Facebook careful about privacy guidelines at FTC
Facebook officials said Wednesday that they would support Internet privacy guidelines created by the Federal Trade Commission that companies would participate in voluntarily, so as not to impede technological advancements on the Web.
In a news conference by phone, Facebook Chief Operating Officer Sheryl Sandberg and Vice President of Communications Elliot Schrage said staff for the company also met with aides for Senator Charles Schumer (D-NY) Wednesday to address concerns raised about new features that made user data more broadly available to the general public and to third-party advertisers.
The news conference was scheduled before Tuesday, when the lawmakers pressed the FTC to come up with new privacy rules and complained to Facebook CEO Mark Zuckerberg about recent features.

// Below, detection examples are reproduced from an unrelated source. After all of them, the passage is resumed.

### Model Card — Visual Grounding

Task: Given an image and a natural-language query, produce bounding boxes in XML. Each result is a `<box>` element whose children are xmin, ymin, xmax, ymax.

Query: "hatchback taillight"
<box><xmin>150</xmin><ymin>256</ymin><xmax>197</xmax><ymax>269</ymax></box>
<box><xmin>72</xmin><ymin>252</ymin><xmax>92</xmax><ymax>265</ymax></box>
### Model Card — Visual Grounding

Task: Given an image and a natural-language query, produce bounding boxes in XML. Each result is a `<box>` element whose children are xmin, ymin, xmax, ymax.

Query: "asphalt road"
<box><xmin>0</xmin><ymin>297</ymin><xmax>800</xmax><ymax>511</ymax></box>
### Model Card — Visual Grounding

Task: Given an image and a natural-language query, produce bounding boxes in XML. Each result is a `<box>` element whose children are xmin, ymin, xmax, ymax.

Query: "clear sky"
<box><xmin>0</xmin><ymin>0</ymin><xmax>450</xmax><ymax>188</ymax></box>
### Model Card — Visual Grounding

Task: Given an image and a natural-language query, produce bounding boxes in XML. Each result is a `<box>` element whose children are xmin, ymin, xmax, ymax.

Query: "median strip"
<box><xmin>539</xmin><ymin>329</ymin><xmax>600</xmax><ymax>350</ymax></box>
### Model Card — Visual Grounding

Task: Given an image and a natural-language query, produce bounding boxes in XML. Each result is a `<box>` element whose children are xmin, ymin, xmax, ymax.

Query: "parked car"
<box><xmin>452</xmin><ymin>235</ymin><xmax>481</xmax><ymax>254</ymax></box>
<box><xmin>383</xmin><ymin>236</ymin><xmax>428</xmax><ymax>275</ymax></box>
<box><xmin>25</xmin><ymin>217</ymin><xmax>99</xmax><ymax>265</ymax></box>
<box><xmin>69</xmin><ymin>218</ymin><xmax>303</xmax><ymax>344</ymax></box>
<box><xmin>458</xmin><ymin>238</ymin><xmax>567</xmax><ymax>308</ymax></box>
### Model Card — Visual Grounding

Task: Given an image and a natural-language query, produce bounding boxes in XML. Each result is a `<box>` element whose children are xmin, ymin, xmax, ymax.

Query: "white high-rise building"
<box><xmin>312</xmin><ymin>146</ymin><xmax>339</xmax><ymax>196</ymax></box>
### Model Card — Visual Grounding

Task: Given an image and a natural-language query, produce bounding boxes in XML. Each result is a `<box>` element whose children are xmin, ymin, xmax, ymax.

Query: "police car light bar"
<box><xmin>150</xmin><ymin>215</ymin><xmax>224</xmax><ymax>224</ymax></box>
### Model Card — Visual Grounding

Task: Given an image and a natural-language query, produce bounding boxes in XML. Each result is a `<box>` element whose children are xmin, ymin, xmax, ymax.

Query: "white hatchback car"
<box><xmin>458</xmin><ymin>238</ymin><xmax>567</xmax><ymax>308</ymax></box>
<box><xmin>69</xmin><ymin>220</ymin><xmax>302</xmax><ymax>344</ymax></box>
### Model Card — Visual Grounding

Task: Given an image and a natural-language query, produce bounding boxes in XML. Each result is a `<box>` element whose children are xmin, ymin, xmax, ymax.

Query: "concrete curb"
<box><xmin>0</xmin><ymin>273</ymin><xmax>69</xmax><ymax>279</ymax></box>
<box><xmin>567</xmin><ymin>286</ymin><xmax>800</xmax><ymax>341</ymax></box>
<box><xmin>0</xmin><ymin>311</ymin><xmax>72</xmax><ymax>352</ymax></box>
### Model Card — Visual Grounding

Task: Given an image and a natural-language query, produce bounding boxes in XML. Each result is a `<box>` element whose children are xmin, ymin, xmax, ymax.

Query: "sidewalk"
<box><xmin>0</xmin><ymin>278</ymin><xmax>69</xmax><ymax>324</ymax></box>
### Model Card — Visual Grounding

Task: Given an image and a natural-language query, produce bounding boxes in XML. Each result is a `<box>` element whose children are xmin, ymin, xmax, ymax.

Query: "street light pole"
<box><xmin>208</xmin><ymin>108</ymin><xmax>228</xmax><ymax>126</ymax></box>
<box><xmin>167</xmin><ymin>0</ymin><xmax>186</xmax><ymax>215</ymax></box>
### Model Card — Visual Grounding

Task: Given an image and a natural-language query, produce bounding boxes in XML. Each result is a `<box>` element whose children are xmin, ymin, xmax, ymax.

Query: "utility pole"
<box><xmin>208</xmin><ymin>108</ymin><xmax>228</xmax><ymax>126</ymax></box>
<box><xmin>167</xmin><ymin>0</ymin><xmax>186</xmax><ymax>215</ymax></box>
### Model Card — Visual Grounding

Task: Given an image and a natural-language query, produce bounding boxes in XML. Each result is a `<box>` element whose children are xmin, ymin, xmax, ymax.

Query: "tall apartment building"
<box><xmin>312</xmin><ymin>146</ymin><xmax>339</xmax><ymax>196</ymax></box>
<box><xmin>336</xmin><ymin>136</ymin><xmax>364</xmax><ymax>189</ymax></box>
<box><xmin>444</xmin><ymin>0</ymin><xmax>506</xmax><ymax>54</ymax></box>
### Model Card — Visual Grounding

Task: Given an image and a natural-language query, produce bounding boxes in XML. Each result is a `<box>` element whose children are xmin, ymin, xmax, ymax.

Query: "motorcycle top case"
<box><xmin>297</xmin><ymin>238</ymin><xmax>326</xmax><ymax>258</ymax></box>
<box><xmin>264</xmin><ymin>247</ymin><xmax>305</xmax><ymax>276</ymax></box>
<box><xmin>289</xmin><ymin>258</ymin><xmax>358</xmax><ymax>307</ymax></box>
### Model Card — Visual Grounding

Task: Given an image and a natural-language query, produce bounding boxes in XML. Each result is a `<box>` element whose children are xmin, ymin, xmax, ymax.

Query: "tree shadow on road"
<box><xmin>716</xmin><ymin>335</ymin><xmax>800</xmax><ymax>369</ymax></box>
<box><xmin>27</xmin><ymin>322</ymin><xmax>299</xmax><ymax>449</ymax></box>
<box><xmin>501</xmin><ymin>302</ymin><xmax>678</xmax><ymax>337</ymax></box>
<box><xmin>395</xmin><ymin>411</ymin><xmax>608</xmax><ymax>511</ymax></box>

Amid growing concerns over practices of social networking Web sites, an FTC spokeswoman told The Post on Tuesday that it is developing a framework that social networks and other Internet sites will use to guide how they collect data, use the information and share it.
Facebook executives were careful to support new guidelines on privacy.
"We absolutely believe that there is tremendous possibility in developing a framework and voluntary structure that guides what the industry does," Schrage said. "We are in an environment where innovation is constant and we think its a bad idea to have a framework that retards innovation. So we are delighted to talk to people in Washington and elsewhere for the right balance."
Privacy advocates, however, have pushed for stronger FTC guidelines that would force online social networks, search engines and e-commerce firms to abide by clear rules for how they handle customer data and explain how that data will be used by advertisers. Currently, advertisers are collecting reams of information on users to tailor specific profiles on Internet users (I'm reminded of this every time I get a weight-loss ad for women over 30 on my Facebook page).
Indeed, the executives acknowledged there will continue to be a tension between their site -- the world's largest social network -- and safeguarding user privacy online. They said that the company plans to continue to roll out new features to allow its 400 million users can share information about themselves and other information on the Web. And they have responded to new features by providing options for how widely or narrowly users choose to share information.
"Facebook is about sharing information and that is to some degree antithetical to secrecy, antithetical to privacy," Schrage said. "We feel we bridge that by giving users more control."
Earlier in the day, staff in Washington met with aides for Democratic Senator Charles Schumer (N.Y.) to discuss a letter the lawmaker sent along with Michael Bennet (Colo.), Mark Begich (Alaska) and Al Franken (Minn.) to discuss a letter they sent on Tuesday to Zuckerberg. In their letter, they complained that Facebook made user data available to third parties unless a user opted out. That means, they said, the default for most users is for private information to be available to advertisers and other third parties. And a change in policy made user information available to third-party advertisers indefinitely. Previously, such information would be held with a partner business for only 24 hours. Schrage said the company and Senate staffers agreed to continue meeting to address their concerns.